Телефонистка Лебедева, которую Лапшин узнал по голосу, спросила номер, но он не мог назвать, заикался, и она поняла, зная о Ханине, что ему нужна клиника. Он лежал животом на столе, сопел носом и слышал, как она вызывала сначала Бычкова, чтобы узнать клинику и номер палаты, потом коммутатор клиники, потом кого-нибудь из палаты. Подошла Наташа. Лебедева ей сказала, что с ней будет говорить Лапшин, и выключилась.
— Ничего, все хорошо, — говорила Наташа. — Вы слушаете, Иван Михайлович?
— Да, — с силой сказал он.
— Были врачи, — думая, что он плохо слышит, громко говорила Наташа, — все идет хорошо, спокойно. Вы заедете?
— Да, — сказал он.
— Есть ему и пить нельзя и долго будет нельзя, — продолжала она. — Я на репетицию не поеду и все время тут буду, мне позволили…
Он тихонько повесил трубку и стал сползать со стола, чтобы лечь на диванчик, но, лишившись опоры, он упал прямо на пол, на паркет, дурно пахнущий мастикой и опять принял ту нелепую позу, которая, по его мнению, ему помогала. В голове у него стоял треск, похожий на треск гранат, судороги сотрясали все его большое и сильное тело, он ловил ртом воздух, и в ярко-голубых глазах его было сосредоточенное выражение — он старался не потерять сознания и не застонать.
Через несколько минут отворилась дверь и вошел начальник. Увидев злобные глаза Лапшина, он сказал ему:
— Но, но, не дури!
И, усевшись возле него на корточки, стал делать то, чего никогда не делала Лапшину женщина: он сиял с него сапоги, расстегнул гимнастерку, ремень, портупею, погладил его по голове и подложил ему под затылок свернутый плащ. Постепенно в кабинет набивался народ, и Лапшин видел, как плачет Галя Бычкова и как ей что-то говорит, прогоняя ее, бледный Васька Окошкин.
Потом пришли врач и санитары, Лапшина уложили на носилки и унесли. В больнице он пролежал два дня, и за это время у него побывали все, кроме Наташи и Ханина. Из больницы он поехал прямо в клинику, сел в Наташино кресло и долго с удовольствием глядел на небритого, худого и веселого Ханина. И на Наташу он тоже глядел с удовольствием и угощал ее купленными по дороге слоеными пирожками.
17
Недели через две, поздней ночью, когда Лапшин, лежа в постели, читал описание Бородинского боя, вдруг явился Окошкин, оживленный, с бутылкой портвейна в кармане и с коробкой миндального печенья в руке.
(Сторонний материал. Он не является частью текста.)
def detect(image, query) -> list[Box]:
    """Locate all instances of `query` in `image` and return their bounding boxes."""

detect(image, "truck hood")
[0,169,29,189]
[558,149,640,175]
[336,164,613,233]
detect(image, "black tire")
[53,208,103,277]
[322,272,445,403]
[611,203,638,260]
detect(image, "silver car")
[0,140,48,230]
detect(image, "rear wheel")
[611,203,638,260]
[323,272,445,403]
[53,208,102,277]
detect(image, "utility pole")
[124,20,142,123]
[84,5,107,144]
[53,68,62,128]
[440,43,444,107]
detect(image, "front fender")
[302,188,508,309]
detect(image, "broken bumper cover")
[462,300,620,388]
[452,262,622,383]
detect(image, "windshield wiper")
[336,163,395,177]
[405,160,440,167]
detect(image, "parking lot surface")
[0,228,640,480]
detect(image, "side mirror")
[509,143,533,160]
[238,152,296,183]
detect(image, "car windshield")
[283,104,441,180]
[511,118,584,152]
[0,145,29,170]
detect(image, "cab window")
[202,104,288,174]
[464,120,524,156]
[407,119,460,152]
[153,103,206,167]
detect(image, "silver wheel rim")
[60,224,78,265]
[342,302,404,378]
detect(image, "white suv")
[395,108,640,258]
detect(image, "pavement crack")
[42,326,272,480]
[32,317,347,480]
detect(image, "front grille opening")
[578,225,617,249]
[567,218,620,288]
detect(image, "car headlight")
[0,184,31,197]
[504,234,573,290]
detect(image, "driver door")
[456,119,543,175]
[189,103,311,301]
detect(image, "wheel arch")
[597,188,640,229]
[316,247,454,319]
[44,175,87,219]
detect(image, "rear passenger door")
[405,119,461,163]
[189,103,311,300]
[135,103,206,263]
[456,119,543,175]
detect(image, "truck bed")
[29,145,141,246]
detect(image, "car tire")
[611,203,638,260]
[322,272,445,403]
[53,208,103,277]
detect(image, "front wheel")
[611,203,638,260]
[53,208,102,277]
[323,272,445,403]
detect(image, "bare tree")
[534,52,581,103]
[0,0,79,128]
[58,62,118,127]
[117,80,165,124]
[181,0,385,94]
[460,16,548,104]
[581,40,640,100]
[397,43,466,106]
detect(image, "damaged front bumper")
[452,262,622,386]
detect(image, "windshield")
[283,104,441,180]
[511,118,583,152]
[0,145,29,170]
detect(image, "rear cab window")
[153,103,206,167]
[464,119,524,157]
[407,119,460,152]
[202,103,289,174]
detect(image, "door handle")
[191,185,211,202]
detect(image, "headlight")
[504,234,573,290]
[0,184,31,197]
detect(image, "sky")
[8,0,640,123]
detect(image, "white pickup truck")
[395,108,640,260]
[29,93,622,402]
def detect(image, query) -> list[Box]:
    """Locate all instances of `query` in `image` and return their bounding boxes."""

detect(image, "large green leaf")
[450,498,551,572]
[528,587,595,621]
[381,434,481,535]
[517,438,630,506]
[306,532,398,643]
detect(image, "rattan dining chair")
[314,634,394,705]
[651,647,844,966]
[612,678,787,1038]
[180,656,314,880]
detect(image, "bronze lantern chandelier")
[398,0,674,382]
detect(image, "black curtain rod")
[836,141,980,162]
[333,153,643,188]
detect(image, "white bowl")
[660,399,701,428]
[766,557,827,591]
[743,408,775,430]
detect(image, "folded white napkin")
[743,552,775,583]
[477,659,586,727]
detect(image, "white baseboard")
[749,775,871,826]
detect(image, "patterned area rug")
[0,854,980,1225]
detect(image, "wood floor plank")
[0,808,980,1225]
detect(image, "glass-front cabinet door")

— Зашел на огонек, — моргая от яркого света, сказал Васька, — старых друзей проведать. Как живете, Иван Михайлович?
— Явился, барин! — сказала из ниши Патрикеевна. — Без вас ничего жили, с вами хуже.
— А ты как? — спросил Лапшин, точно виделись они раз в год, а не каждый день.
Васька, раскачиваясь на стуле, сказал, что живет он чудно, но что есть неувязки.
— Не качайся, — сказал Лапшин, — в глазах рябит.
Ему было очень интересно, что за неувязки у Васьки, но он не спрашивал его и молча пил отвратительный портвейн.
— Чудная штука! — говорил Васька, — Верно, Иван Михайлович? Ароматная, легкая, Я слышал, будто английские лорды эту штуку тяпают по рюмочке после обеда. А у нас бутылка семь рублей, довольно дешево!
— Вряд ли тяпают, — сказал Лапшин, — уж тогда я на них удивился бы. Политура — и то лучше.
Они погрызли миндальное печенье. Васька снял, наконец фуражку, побродил по комнате, повздыхал и спросил, что Ханин.
— Да прыгает, — сказал Лапшин. — Ты меня давеча утром уже об этом спрашивал…
— Влип парень! — сказал Васька. — Подумать только, в живот схватил ранение!
— Ну? — спросил Лапшин.
— Да я так просто, — сказал Васька. — Чего вы нукаете?
Лапшин улыбнулся, сунул за щеку два миндальных печенья и взял в руки описание Бородинского сражения. Васька еще покачался на стуле и пошел в гости к Ашкенази. Вернувшись, он сказал, что все в порядке, но что вредный старик спит и в рецепте ему отказал.
— В каком рецепте? — спросил Лапшин, не отрываясь от книги.